The Press was the big paper in town, even though 6 days a week it was the evening paper. The P-G was in the morning. The Press was the only one on Sunday via the joint operating agreement. The Teamsters strike just did the Press in, or, well, they (Scripps) gave up on it with the strike, perhaps that is closer to the truth.
It's never been even close to the same since, of course. There were huge spikes in local circulation of USA Today and NYT during the strike as I recall. I was young, and I hadn't even lived here a year, but I was here. The strike was almost a year I think! Several months anyway. Insane. The circulation never all flowed back to the merged P-G/Press, of course. The P-G didn't have the same recognition at all, especially outside the area. I used to snicker at it. For a year or two (maybe more?) underneath the P-G name on the front it said "And the best of the Pittsburgh Press" or something close to that. Then, when they finally decided it was okay to ditch the even the small print Press name from the front page, they instead put "One of America's great newspapers". Yeah, right. If you have to proclaim it yourself, it ain't true!

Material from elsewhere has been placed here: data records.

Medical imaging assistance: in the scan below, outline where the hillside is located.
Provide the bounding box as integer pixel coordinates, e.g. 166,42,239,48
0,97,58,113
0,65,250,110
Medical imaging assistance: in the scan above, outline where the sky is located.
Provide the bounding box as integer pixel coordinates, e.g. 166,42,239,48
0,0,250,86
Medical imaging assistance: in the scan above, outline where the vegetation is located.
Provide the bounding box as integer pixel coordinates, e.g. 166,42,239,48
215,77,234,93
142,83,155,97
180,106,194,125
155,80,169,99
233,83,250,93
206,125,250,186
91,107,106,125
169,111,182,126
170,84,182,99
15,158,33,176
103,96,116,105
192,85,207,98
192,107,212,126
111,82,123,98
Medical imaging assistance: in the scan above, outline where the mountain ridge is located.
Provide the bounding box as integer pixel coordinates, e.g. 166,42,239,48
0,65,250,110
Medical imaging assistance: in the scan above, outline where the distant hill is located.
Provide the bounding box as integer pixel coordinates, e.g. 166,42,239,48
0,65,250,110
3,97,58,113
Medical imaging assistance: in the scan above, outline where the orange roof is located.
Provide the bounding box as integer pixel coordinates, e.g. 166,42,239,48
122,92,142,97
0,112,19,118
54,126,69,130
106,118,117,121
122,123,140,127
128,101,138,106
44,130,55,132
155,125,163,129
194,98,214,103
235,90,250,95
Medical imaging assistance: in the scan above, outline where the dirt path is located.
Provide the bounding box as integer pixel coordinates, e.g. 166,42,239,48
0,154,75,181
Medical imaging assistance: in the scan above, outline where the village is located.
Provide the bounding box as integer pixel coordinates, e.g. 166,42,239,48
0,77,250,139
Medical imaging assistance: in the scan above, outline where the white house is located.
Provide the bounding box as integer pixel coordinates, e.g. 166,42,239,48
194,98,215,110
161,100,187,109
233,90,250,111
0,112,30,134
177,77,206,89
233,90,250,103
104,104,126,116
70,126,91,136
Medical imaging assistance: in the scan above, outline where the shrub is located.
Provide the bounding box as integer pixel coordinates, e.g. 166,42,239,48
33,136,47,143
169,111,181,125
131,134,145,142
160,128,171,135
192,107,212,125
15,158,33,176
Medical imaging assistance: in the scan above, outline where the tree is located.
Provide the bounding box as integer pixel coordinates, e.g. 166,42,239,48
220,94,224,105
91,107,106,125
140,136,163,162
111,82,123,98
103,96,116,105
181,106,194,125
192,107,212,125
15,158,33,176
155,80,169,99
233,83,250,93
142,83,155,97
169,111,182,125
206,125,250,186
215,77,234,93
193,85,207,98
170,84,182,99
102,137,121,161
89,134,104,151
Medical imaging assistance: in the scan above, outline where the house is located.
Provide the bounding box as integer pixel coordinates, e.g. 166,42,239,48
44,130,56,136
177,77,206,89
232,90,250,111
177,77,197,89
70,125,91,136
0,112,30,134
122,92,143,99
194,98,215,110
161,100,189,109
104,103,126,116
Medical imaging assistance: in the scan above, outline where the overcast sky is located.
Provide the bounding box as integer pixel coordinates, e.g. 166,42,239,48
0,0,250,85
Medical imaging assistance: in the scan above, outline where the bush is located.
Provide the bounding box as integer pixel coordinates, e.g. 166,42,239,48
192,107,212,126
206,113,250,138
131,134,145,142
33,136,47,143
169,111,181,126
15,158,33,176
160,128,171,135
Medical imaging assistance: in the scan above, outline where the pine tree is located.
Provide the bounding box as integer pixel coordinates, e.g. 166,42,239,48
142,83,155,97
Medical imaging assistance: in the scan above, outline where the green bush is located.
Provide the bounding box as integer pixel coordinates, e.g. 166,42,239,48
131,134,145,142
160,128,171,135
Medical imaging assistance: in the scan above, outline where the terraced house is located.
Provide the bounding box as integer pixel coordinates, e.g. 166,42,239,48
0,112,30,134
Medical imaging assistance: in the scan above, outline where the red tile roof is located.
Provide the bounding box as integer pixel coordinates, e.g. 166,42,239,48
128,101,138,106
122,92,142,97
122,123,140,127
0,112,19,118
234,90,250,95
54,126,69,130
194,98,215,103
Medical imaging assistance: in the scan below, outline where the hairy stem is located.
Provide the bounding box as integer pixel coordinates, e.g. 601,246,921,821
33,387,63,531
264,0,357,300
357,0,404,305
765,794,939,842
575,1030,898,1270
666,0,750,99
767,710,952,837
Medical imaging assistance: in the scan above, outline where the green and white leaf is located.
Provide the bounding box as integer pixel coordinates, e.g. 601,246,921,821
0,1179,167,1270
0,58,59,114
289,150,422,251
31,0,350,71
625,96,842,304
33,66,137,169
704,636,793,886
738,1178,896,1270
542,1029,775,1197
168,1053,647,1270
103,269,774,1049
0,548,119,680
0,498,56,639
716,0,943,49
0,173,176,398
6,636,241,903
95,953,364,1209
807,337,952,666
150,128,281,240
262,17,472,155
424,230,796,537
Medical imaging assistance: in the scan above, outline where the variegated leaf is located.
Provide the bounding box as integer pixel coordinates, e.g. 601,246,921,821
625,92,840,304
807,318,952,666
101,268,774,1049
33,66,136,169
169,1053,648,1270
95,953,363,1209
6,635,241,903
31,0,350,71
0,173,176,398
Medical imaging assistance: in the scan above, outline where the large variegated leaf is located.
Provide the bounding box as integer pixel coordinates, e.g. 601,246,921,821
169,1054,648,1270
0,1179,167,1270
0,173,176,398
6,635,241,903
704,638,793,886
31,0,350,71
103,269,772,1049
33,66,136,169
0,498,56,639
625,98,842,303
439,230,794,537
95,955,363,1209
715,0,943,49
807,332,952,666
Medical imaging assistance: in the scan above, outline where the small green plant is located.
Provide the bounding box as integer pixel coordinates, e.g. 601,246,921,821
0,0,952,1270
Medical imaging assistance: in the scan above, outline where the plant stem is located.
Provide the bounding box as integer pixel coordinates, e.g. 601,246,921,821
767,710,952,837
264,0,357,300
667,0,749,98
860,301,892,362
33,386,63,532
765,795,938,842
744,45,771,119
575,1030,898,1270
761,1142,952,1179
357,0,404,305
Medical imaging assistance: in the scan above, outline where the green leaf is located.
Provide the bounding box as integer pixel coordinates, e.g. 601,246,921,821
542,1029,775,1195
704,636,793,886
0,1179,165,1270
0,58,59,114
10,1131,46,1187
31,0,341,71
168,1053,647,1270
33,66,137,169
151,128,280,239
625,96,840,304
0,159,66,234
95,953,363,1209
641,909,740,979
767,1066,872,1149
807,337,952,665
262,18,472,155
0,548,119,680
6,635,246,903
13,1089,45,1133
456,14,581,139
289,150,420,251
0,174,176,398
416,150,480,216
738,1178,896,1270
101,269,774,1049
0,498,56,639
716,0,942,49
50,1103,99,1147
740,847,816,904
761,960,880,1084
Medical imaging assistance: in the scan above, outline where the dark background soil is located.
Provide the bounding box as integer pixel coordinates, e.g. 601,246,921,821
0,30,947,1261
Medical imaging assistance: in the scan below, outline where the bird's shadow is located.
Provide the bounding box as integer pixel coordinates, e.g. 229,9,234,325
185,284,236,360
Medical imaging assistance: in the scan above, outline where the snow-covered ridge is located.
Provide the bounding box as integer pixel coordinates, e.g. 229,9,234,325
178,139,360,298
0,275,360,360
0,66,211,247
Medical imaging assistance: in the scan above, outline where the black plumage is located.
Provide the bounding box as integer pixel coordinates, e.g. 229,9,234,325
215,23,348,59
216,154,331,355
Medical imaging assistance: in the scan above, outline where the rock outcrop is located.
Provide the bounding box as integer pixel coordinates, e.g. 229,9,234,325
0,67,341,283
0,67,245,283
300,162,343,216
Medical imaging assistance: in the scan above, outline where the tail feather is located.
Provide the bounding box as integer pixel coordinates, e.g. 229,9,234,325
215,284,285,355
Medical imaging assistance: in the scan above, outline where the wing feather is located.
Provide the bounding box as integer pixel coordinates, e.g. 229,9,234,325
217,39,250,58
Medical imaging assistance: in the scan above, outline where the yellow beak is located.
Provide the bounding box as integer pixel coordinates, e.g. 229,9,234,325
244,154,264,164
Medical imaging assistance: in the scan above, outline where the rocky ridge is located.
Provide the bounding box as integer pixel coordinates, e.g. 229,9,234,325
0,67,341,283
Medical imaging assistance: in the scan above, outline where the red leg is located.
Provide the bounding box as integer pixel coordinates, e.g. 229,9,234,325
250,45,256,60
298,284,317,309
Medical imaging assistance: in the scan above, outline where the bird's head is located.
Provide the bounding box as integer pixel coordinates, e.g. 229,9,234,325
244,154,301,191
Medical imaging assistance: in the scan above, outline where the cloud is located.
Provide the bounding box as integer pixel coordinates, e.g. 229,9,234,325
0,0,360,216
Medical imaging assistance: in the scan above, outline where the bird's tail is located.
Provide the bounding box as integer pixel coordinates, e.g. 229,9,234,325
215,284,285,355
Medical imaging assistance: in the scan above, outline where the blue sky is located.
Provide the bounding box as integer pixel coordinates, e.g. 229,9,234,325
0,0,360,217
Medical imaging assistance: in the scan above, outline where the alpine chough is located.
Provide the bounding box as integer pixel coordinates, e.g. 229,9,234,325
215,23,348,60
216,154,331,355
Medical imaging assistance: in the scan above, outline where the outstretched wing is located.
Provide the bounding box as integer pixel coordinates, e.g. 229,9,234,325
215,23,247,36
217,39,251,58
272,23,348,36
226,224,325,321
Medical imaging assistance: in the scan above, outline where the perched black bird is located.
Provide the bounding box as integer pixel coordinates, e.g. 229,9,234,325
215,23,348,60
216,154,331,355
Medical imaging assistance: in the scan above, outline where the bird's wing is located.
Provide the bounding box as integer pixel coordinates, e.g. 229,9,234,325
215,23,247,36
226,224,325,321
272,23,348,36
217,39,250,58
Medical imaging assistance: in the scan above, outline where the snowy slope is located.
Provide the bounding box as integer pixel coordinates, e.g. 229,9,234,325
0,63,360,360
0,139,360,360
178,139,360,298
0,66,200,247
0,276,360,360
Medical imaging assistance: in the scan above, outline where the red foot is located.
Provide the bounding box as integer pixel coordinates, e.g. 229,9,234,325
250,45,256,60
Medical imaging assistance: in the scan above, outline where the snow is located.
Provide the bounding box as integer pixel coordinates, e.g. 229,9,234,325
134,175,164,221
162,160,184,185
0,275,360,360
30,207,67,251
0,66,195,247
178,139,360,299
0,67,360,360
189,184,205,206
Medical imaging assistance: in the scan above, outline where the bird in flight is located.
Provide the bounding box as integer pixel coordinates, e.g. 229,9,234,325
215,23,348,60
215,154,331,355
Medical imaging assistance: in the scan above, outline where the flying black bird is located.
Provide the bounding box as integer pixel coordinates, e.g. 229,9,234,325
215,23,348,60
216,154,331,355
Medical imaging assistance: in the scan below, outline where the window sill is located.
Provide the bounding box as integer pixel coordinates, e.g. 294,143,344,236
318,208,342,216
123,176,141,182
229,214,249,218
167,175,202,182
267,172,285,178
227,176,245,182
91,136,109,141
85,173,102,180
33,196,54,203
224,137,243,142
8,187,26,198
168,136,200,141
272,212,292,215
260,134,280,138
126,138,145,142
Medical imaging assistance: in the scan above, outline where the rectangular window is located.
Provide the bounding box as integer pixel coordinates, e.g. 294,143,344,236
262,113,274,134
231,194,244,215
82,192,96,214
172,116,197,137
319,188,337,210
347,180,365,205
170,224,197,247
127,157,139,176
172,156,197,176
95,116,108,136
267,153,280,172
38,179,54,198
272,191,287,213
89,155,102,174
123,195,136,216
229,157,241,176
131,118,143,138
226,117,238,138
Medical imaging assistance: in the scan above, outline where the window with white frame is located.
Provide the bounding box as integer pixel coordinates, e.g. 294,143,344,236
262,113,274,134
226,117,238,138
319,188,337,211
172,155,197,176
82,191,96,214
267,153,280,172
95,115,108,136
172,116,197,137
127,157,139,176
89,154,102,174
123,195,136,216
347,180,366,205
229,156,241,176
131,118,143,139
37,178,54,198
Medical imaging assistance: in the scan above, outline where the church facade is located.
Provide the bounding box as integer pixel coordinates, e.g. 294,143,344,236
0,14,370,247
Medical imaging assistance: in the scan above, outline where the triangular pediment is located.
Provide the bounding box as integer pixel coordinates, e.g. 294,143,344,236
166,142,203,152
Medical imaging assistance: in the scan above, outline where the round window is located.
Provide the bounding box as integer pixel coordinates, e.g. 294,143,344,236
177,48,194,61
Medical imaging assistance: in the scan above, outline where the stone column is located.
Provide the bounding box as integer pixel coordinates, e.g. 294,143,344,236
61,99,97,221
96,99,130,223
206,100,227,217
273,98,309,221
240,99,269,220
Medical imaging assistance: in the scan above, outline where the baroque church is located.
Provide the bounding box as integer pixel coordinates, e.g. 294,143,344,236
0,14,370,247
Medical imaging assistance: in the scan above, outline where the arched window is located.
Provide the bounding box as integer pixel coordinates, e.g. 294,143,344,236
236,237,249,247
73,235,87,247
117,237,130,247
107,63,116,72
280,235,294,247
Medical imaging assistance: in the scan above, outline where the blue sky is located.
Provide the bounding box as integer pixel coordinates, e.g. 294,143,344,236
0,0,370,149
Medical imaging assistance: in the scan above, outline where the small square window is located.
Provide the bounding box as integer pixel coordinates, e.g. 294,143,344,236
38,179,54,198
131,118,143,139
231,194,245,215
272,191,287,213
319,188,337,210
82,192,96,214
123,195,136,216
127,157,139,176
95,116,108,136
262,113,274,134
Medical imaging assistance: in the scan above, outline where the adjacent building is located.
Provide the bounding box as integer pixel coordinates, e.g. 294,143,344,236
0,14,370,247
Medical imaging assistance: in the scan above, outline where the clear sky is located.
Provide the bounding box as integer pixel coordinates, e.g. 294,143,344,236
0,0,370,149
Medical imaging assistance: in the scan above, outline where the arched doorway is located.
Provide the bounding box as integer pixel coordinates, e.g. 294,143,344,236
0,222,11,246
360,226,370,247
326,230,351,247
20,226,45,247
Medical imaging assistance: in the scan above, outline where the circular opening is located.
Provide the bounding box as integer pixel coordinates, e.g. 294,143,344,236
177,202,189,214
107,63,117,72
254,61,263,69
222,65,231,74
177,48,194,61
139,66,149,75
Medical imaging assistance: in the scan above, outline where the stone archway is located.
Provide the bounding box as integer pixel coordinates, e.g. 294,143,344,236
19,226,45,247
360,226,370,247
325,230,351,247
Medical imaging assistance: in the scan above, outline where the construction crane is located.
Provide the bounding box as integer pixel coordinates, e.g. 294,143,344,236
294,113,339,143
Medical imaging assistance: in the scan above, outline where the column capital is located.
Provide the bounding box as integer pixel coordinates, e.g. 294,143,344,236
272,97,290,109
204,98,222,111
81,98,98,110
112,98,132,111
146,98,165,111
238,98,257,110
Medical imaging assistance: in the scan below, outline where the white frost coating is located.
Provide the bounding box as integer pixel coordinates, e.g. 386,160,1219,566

Honestly, thinking of it again, anyone know why they didn't just call the merged paper the Press instead? Seems like that would have been obvious. Or create a new merged name that incorporated Press, like Press-Gazette? I think they would have been better off. People relate to the familiar around here; you'd think the newspaper folks would understand that!
Since that was about 18 years ago, and I didn't grow up here, I don't remember much about reading the Press. But in those early days of my time here, if I bought a paper, the Press is what I got. Was probably the Sunday that I read most anyway.